The ‘Inclusive Growth Strategy’ of government has proven to be a failure in key/urgent spheres. Therefore it is necessary for us, before announcing the 12th five year plan strategy, to realise the ground realities and evaluate where we really stand. There is an urgent need to rethink about so called ‘inclusiveness’ of India’s present economic model. The uncontrolled and unconditional privatisation of education and health facilities is a real threat to inclusive growth. To make growth inclusive in reality, the government should impose checks on uncontrolled private sector investment in education and health sector and should keep at least these two priority sectors in the hands of the State. The government also need to make these facilities accessible to the poor and should make appropriate investment in these two fields for the development of quality educational institutions and hospitals with well trained staff. There is also an urgent requirement to take steps to reduce the rate of poverty in real terms rather than in monetary terms by generating secure, better and permanent employment opportunities instead of temporary measures such as MGNREGA.


Dreze, J and A. Sen, (2011), “Putting Growth in its Place”, Outlook, November 14.

Government of India (2011), Faster, Sustainable and More Inclusive Growth: An Approach to the 12th Five Year Plan, Planning Commission, Delhi.

Government of India (2012), Economic Survey of India, Oxford University Press, New Delhi.

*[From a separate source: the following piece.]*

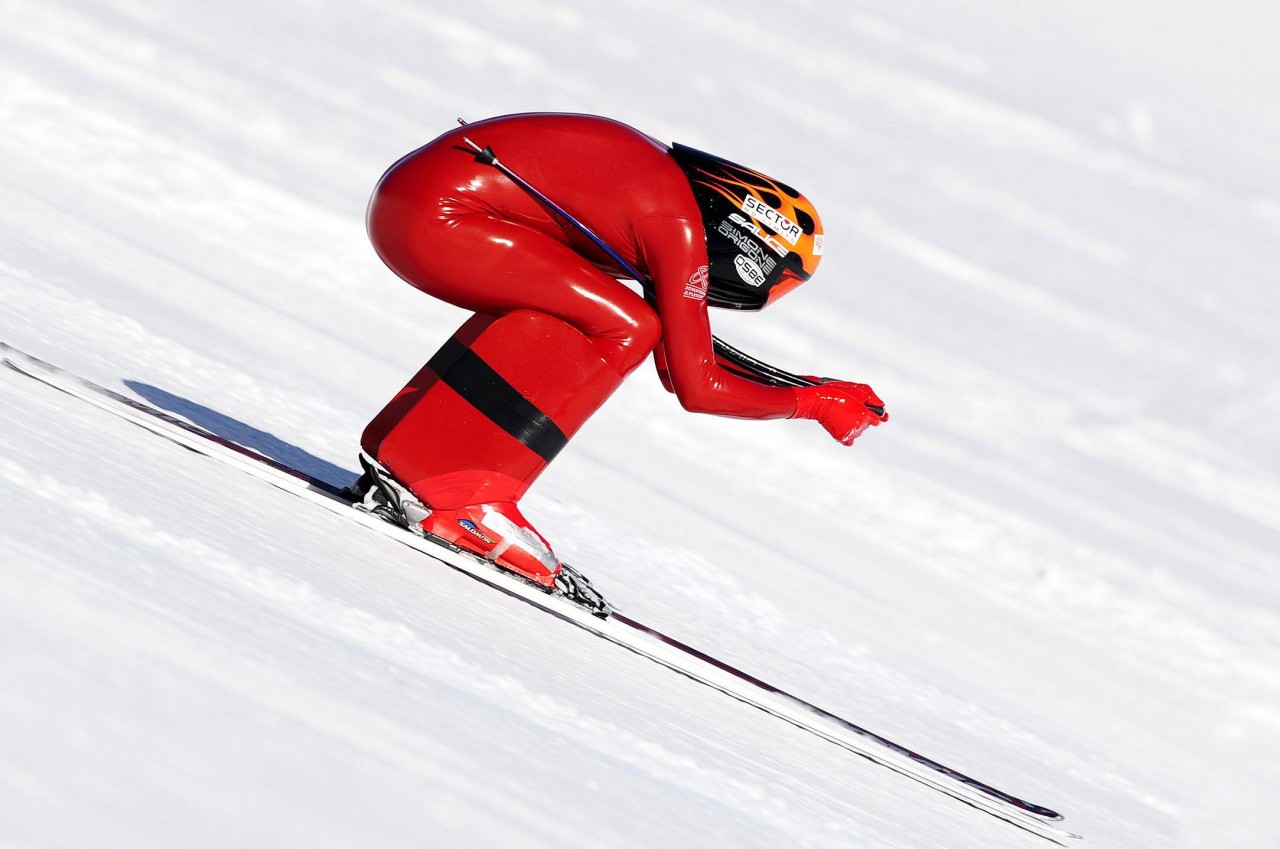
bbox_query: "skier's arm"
[636,216,796,419]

Government of India (2012) Poverty Estimates for 2009-10, Press Release, March 2012.

Human Development Report (2011), Sustainability and Equity: A Better Future for All, UNDP.

Patnaik, U. (2007)“Neoliberalism and Rural Poverty in India.” Economic and Political Weekly, Vol. 22 No.30.

Patnaik, U. (2010) “Trends in Urban Poverty under Economic Reforms: 1993-94 to 2004 05,” Economic and Political Weekly, Vol. 65 No.4.